A recente decisão monocrática do ministro Gilmar Mendes na ADPF 1.259 representa um ponto de inflexão preocupante na relação entre poderes no Brasil: ao deferir medida liminar que reescreve, na prática, a Lei do Impeachment (Lei 1.079/1950) para blindar os ministros do Supremo Tribunal Federal, a decisão individual extrapola a guarda da Constituição e adentra o terreno perigoso da legislatura de autoproteção.
Importante analisar os quatro pilares problemáticos dessa decisão.

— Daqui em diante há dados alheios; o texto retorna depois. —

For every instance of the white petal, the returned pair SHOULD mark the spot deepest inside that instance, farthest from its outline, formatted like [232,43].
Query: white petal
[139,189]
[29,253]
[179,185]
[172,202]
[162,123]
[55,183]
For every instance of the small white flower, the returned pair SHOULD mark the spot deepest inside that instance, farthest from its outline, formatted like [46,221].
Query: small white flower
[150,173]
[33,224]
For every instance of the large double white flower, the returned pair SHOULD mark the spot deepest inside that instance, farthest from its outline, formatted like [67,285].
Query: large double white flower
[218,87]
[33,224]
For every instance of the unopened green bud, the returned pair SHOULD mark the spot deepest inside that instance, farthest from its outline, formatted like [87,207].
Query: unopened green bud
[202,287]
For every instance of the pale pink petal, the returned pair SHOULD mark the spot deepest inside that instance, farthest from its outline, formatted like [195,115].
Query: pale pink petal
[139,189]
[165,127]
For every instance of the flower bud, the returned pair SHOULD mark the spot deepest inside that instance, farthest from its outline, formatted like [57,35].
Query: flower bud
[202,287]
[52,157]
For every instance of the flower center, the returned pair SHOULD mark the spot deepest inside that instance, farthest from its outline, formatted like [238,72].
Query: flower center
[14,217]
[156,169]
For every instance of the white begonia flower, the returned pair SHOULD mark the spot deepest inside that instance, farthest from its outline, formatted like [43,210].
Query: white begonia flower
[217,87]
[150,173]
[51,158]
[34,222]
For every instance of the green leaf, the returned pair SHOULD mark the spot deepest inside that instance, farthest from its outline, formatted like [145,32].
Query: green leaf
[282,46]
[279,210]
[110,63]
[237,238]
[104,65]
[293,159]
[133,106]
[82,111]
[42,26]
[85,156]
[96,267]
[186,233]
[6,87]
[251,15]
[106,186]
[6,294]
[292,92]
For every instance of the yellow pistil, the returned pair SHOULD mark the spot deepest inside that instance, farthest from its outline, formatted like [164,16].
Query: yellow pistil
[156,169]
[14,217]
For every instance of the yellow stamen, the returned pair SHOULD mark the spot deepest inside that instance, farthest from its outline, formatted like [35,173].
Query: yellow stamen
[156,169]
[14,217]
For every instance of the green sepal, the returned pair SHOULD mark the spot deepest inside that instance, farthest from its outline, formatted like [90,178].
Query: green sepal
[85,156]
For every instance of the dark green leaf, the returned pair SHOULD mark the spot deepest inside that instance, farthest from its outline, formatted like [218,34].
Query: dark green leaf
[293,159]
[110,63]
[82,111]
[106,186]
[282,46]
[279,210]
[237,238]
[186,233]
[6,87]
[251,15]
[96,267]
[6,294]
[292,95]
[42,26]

Primeiramente, é inegável que vivemos um momento de tensão política, onde o ministro cita o risco do “constitucionalismo abusivo” e o uso do impeachment como ferramenta de intimidação. Há, de fato, um crescimento de pedidos de impeachment e uma mobilização política clara, visando a eleição de senadores comprometidos com essa pauta. Contudo, o cenário político adverso não autoriza um ministro a erguer, monocraticamente, barricadas institucionais preventivas. A decisão argumenta que a facilidade de instauração do processo vulnerabiliza o Tribunal, mas responder a uma ameaça política com uma alteração normativa judicial soa menos como justiça constitucional e mais como uma manobra de sobrevivência corporativa.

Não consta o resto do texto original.